The authors dive right in to the topic, with the inside front cover having a table of all Japanese aircraft operated by the subject countries. Aircraft purchased, seized, or otherwise obtained by various Chinese forces, Thailand, Kwangsi, Manchuria, Korea (North and South), Nanking, Indonesia, the Soviet Union, and France are all listed.

Each of the above-mentioned countries has its own section. Each of these sections has brief (but extremely descriptive) text, many photos (with in-depth captions), and a great number of color profiles (including many top and bottom views). This book is clearly aimed at the modeler, as the authors do their utmost to describe the colors, insignia, and other markings clearly.

The pages are divided approximately as follows:

  • Soviet Union - 10 pages (including aircraft obtained from China during the Sino-Japanese War, as well as those captured during the Soviet invasion of Manchuria at the very end of WW2).
  • China - approximate 46 pages, covering the Nationalist, Communist, Nanking, and Kwangsi forces. Of particular note here is the discussion on the early-style of Communist Chinese markings, as well as some rare color photos.
  • Manchuria - 16 pages covering aircraft used by this Japanese puppet state, including profiles of all ‘presentation’ Ki-27s and Ki-43s. The authors’ attention to detail is apparent here in a discussion of how exactly the multi-colored roundel of the on the Ki-43s were applied (not symmetrical!).
  • Thailand - 20 pages, showing the different national markings used (roundels, elephant on a red rectangle, and red/white/blue striped rectangle), and including coverage of Royal Thai Navy aircraft – these had an anchor on a yellow disc on the fuselage, with ‘standard’ markings on the wings.

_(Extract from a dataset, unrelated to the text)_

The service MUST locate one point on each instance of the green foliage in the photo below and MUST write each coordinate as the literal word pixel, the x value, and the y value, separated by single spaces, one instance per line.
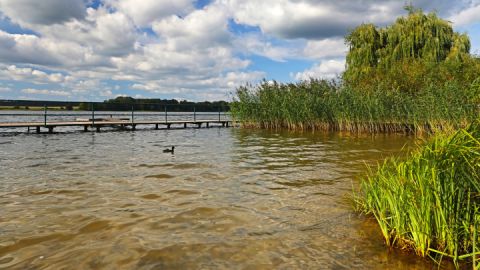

An interesting highlight here is a 3-view profile of a Thai Ki-43 used to damage a B-29 (and subsequently was downed itself).
  • Korea - 5 pages, covering aircraft used by North and South Korea immediately after the War.
  • Indonesia - 13 pages including a photo and profiles of a Ki-43 assembled from two different airframes (with completely different camouflage on each section).
  • Netherlands - 1 page, noting that this country used perhaps the smallest number of Japanese aircraft among those listed. Most of these subsequently fell into Indonesian guerilla hands
  • France - the balance of approximately 17 pages is dedicated to France’s use of Japanese aircraft in the immediate post-war time period (particularly in Indochina). Those used by both the French Air Force and Navy are covered, with (again) some very interesting profiles.

If you have any interest in some unique schemes for one of your upcoming Japanese aircraft builds, this book will provide some great guidance. The authors make a definite effort to provide as much information as they can about specific markings, and have photos to back them up. The color profiles are plentiful and extremely well done. I appreciate the fact that top and bottom view are included in many of the profiles, leaving a lot less guesswork for the reader.

Highly recommend!

Thanks to Atelier Kecay for the review copy, and to IPMS for allowing me to review it.